Our programming assignment asked us to break a text file into a set of smaller files having names (filename)partx.txt. For example if the argument passed to the program is a text file named stack.txt then the output should be stackpart1.txt, stackpart2.txt etc, where each file is of size 250 bytes max.
What is the best way to attain the part_x thing ?
I learned about using macro with ## to attain that. What are the drawbacks of this method and is there any better way ?
Is it a good practise to generate variable names this way ?
Don't confuse variable names with their content; macros and variable names have nothing to do with your assignment. ## is used to join strings to be used in your code at compile-time (a typical usage is to build identifiers or in general code parametrically in macros), which is a relatively rare and very specialized task.
What you want to do, instead, is to generate strings at runtime based on a pattern (=> you'll have the same string variable that you'll fill with different stuff at each iteration); the right function for this is snprintf.
It's perfectly simple, I'd say: You open a file (fopen returns a FILE *) which you can then read in a loop, using fread to specify the max amount of bytes to read on each iteration. Given the fact you're using a loop anyway, you can increment a simple int to keep track of the chunk-file names, using snprintf to create the name, write the characters read by fread to each file, and continue until you're done.

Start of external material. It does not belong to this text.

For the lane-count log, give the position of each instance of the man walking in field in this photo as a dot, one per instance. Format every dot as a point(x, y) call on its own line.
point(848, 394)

Some details on fread that might be useful to you
A basic example (needs some work, still):
int main( void )
{
int chunk_count = 0, chunk_size = 256;
char buffer[256]
FILE *src_fp,
*target_fp;
char chunk_name[50];
while (chunk_size == fread(buffer, chunk_size, 1, src_fp))
{//read chunk
++chunk_count;//increase chunk count
snprintf(chunk_name, 50, "chunk_part%d.txt", chunk_count);
target_fp = fopen(chunk_name, "w");
//write to chunk file
fwrite(buffer, chunk_size, 1, target_fp);
fclose(target_fp);//close chunk file
}
//don't forget to write the last chunk, if it's not 0 in length
if (chunk_size)
{
++chunk_count;//increase chunk count
snprintf(chunk_name, 50, "chunk_part%d.txt", chunk_count);
target_fp = fopen(chunk_name, "w");
//write to chunk file
fwrite(buffer, strlen(buffer) + 1, 1, target_fp);
fclose(target_fp);//close chunk file
}
fclose(src_fp);
printf("Written %d files, each of max 256 bytes\n", chunk_count);
return 0 ;
}
Note that this code is not exactly safe to use as it stands. You'll need to check the return values of fopen (it can, and at some point will, return NULL). The fread-based loop simply assumes that, if its return value is less than the chunk size, we've reached the end of the source-file, which isn't always the case. you'll have to handle NULL pointers and ferror stuff yourself, still. Either way, the functions to look into are:
fread
fopen
fwrite
fclose
ferror
snprintf
That should do it.
Update, just for the fun of it.
You might want to pad the numbers of your chunk file names (chunk_part0001.txt). To do this, you can try to predict how big the source file is, divide that by 256 to work out how many chunks you're actually going to end up with and use that amount of padding zeroes. How to get the file size is explained here, but here's some code I some time ago:
long file_size = 0,
factor = 10;
int padding_cnt = 1;//at least 1, ensures correct padding
fseek(src_fp, 0, SEEK_END);//go to end of file
file_size = ftell(src_fp);
file_size /= 256;//divided by chunk size
rewind(src_fp);//return to beginning of file
while(10 <= (file_size/factor))
{
factor *= 10;
++padding_cnt;
}
//padded chunk file names:
snprintf(chunk_name, sizeof chunk_name, "chunk_part%0*d.txt", padding_cnt, chunk_count);
If you want, I could explain every single statement, but the gist of it is this:
fseek + ftell gets to size of the file (in bytes), divided by the chunk size (256) gets you the total number of chunks you'll create (+1 for the remainder, which is why padding_cnt is initialized to 1)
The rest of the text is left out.